Note that nano quite smartly handles my embedded "" within a string enclosed in " ", without requiring any escape method.
The string can include cursor movements. I used this so after invoking the “a href” syntax, the cursor is put between the two double quotes enclosing the URL, ready for typing or (more commonly) pasting.
To enter a cursor command, first type M-V (the M is for meta, M- stands for holding the left Alt-key, or pressing Esc once). This is to indicate that the next key press is to be interpreted verbatim. So pressing Alt-V-leftarrow places the cursor-left escape sequence into the file.
Unfortunately, if you need six such cursor commands, that somewhat complicated sequence has to be repeated six times, including the M-V for verbatim. However normally, this is a one-time operation, so it doesn’t matter much.

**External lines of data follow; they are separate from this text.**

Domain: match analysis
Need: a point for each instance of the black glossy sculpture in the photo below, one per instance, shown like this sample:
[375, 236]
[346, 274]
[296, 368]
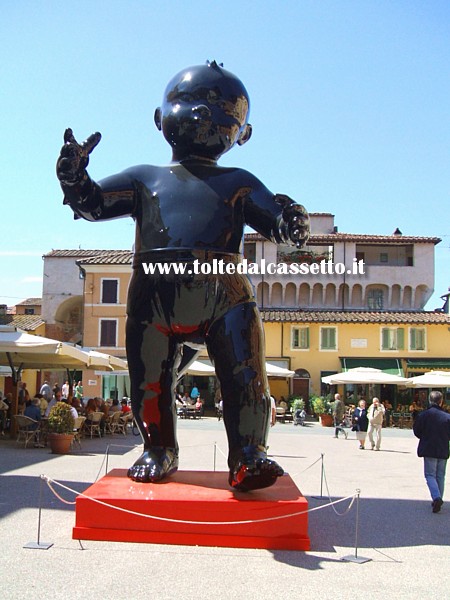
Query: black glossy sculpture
[190, 210]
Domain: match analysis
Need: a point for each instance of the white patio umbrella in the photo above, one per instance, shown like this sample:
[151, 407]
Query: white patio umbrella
[99, 360]
[198, 367]
[363, 375]
[430, 379]
[20, 350]
[276, 371]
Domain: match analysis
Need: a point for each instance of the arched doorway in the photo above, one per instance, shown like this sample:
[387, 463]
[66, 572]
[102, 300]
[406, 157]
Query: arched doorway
[300, 385]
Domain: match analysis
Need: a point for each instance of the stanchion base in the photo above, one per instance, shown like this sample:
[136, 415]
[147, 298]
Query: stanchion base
[188, 502]
[38, 545]
[358, 559]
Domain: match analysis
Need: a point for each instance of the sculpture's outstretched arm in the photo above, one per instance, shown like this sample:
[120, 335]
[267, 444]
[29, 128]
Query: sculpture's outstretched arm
[276, 216]
[87, 198]
[294, 223]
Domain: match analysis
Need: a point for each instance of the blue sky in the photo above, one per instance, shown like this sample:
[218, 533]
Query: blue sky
[349, 107]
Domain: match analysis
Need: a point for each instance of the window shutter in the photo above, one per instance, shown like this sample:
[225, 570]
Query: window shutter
[400, 338]
[385, 339]
[306, 330]
[412, 339]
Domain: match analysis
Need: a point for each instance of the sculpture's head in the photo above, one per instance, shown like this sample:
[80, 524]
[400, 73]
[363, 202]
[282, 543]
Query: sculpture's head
[204, 113]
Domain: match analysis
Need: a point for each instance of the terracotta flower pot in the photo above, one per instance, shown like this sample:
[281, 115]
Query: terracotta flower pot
[60, 442]
[326, 420]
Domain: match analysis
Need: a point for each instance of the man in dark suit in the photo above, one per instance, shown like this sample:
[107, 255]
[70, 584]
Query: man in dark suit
[432, 427]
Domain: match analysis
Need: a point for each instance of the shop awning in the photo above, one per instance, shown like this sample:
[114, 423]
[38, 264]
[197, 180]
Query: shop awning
[429, 364]
[392, 366]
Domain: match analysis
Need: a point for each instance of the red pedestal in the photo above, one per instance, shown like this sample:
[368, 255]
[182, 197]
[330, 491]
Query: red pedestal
[193, 508]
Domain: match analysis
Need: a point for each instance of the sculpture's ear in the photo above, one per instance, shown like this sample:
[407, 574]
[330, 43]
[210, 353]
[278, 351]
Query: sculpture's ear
[157, 118]
[245, 135]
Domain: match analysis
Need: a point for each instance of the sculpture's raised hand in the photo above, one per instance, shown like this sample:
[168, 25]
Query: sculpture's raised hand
[74, 157]
[296, 218]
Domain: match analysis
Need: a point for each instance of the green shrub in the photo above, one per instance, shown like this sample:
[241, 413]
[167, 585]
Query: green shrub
[60, 418]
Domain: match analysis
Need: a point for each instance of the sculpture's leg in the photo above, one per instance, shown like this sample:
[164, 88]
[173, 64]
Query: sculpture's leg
[236, 344]
[152, 361]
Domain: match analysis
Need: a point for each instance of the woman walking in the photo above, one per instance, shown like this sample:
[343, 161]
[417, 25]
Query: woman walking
[360, 423]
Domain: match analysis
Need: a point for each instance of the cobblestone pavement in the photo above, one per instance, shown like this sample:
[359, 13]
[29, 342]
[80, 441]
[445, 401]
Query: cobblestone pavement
[408, 545]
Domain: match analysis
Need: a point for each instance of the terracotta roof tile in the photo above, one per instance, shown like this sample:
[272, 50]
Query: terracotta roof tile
[350, 316]
[31, 302]
[331, 238]
[25, 322]
[110, 257]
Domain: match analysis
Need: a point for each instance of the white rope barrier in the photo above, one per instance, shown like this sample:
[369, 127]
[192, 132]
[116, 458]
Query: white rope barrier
[50, 482]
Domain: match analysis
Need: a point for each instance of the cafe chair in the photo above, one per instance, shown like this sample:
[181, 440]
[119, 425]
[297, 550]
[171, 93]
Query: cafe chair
[92, 423]
[27, 429]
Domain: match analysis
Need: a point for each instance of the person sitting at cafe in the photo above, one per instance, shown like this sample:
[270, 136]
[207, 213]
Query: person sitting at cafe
[114, 406]
[3, 414]
[415, 408]
[125, 408]
[33, 411]
[56, 398]
[73, 410]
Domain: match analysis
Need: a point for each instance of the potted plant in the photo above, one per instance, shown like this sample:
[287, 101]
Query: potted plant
[297, 403]
[60, 428]
[323, 409]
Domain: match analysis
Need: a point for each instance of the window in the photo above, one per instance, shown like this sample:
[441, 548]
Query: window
[375, 299]
[109, 291]
[250, 252]
[392, 338]
[108, 332]
[417, 338]
[328, 338]
[300, 338]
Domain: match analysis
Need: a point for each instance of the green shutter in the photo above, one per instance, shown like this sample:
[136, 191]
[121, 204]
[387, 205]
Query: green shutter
[307, 338]
[385, 339]
[412, 339]
[400, 338]
[332, 338]
[328, 338]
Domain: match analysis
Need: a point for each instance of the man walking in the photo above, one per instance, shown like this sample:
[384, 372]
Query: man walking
[432, 427]
[375, 415]
[338, 415]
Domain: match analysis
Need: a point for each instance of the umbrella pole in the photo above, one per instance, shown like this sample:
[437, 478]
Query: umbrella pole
[16, 376]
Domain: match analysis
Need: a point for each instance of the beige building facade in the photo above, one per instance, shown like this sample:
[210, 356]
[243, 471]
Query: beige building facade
[315, 324]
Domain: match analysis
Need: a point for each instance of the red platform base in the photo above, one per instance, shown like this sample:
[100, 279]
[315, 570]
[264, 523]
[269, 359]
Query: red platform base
[193, 508]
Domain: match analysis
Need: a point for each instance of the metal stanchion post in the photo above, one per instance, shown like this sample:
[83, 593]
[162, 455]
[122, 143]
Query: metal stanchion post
[354, 557]
[321, 478]
[38, 545]
[107, 456]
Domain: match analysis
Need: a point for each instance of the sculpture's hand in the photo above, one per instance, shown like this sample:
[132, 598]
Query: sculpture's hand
[74, 157]
[296, 218]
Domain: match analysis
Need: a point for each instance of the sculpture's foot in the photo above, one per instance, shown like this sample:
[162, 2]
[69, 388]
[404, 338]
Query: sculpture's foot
[253, 470]
[155, 463]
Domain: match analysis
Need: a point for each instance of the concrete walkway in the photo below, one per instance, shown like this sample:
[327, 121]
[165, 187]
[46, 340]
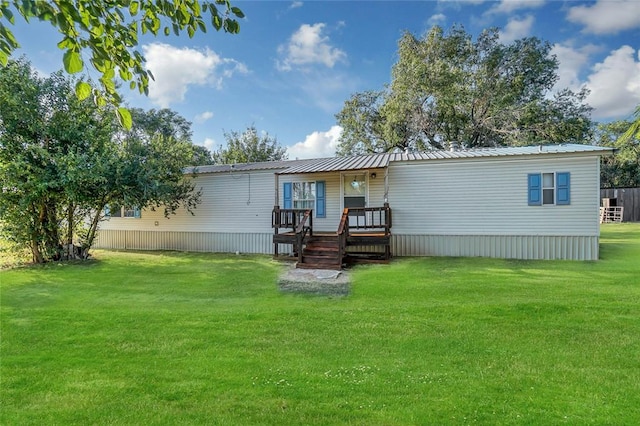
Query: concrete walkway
[314, 281]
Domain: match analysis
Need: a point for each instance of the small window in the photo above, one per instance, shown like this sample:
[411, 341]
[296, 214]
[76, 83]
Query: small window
[122, 211]
[129, 211]
[304, 195]
[548, 188]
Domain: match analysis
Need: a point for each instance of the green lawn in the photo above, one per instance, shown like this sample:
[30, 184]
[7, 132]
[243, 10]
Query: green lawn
[183, 338]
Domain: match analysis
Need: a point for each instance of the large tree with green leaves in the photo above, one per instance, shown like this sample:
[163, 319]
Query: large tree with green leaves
[449, 89]
[63, 160]
[621, 170]
[249, 147]
[106, 35]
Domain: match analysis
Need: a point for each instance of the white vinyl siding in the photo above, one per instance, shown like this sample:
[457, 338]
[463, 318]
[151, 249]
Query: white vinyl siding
[489, 197]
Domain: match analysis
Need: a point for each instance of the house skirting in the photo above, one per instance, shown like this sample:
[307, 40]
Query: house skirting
[499, 246]
[216, 242]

The string resulting from the shortcut key press can extend over lines. In my example,
<a href="" target=></a>
, I want the target and string on a separate line from the one containing the
URL, because that latter can be rather long. So in nano, while creating
my ~/.nanorc
or ~/.config/nano/nanorc
, I typed
M-V-return. In the editor display this looks like ^M, but it’s different
from an actual caret (^) followed by an M. When saving the file,
nano
writes a return character to the file: \r, CR, or in
hex: 13.
A complication may occur when you read the config file into nano
again, perhaps to amend it, because nano
, seeing the \r character
on its own, if that is in the first line of the file, thinks this is a text file
in Apple Macintosh style. Windows uses \r\n as its line terminator, Unix has \n,
and Mac uses just \r. When saving the file, nano
turns all other
line ends into \r as well, making the file invalid as a config file for
nano
. A config file must follow the Unix way of
indicating line ends.
Solution: when done editing, save the file by pressing ^O (ctrl-o), not crtl-s, then use M-M to disable Mac line ends. Open the file again, and repair any verbatim ^M line ends within a string, as described above.
To verify what was happening, I used od
, which reminded me
of writing this article about its unfortunate behaviour at option
-h
. Some people would insert the phrase “The rest is history”
here, but I find that a stupid cliché, so I don’t.